The clean, geometric forms of Brasilia do little to support the inherent messiness of daily life for real people.

In high modernism, not only does the designer exert near-total control over the design, he also operates under the assumption that he holds all relevant knowledge about the design problem.

If we plot these two dimensions—knowledge and control—on a simple chart, high modern design occupies a distinct quadrant.

When to Design for Emergence

High modern design was widely discredited following a series of high-profile failures in the 1970s and 80s, ranging from the demolition of Pruitt Igoe to the collapse of the Soviet Union. By the end of the 20th century, a new design paradigm had taken its place.

User-Centered Design

In contrast to high modern design, user-centered design takes a more modest position; the designer does not inherently know everything, and therefore she must meticulously study the needs and behaviors of users in order to produce a good design. User-centered design remains the dominant design paradigm today, employed by environmental designers, tech companies, and design agencies around the world.

User-Centered Design suggests identifying well-trodden ‘desire paths’ and designing for them (in this case by paving a new sidewalk).

User-centered design suggests identifying well-trodden ‘desire paths’ and designing for them (in this case by paving a new sidewalk).
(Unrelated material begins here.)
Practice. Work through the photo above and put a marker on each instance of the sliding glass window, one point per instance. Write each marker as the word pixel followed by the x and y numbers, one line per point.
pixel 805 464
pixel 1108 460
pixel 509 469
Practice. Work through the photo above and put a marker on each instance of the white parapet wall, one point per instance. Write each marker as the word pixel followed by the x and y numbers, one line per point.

While user-centered design discards the high modern assumption that the designer always knows best, it retains the idea that the designer should maintain control. In this paradigm, design is about gaining knowledge from the user, identifying desirable outcomes, and controlling as much of the process as possible to achieve those outcomes. ‘Design’ remains synonymous with maximizing control.

When to Design for Emergence

User-centered design has a better track record than high modern design, but it still exerts a homogenizing effect. The needs of the modal user are accommodated and scaled through software or industrial manufacturing, while power users and those with edge cases can do nothing but actively petition the designer for attention. In most cases, diverse users with a wide variety of niche use cases are forced to conform to the behavior of the modal user.
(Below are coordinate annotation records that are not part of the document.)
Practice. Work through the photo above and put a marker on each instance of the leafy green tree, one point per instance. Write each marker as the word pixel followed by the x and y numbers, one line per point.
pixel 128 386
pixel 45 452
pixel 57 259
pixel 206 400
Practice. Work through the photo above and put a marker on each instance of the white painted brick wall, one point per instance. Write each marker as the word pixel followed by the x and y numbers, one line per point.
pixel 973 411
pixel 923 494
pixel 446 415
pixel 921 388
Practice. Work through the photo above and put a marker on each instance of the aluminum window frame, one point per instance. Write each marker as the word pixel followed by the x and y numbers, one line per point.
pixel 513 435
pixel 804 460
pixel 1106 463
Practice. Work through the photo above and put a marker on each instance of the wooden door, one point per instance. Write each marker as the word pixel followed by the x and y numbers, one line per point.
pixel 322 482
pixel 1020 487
In many cases this is sufficient. Don Norman, who coined the term ‘user-centered design,’ is infamous for his ‘Norman Door’ design example. User-centered design generally works well as an approach to solving common problems like permeable separation between spaces (i.e. the common problem doors solve) or comfortable food preparation.

But consider even the ‘desire path’ example pictured above. The modal user may be well supported by paving the desired path indicated by their behavior, but what good is a paved path leading to stairs for a wheelchair user? In practice, user-centered design tends to privilege the modal user at the expense of the long-tail user whose needs may be just as great.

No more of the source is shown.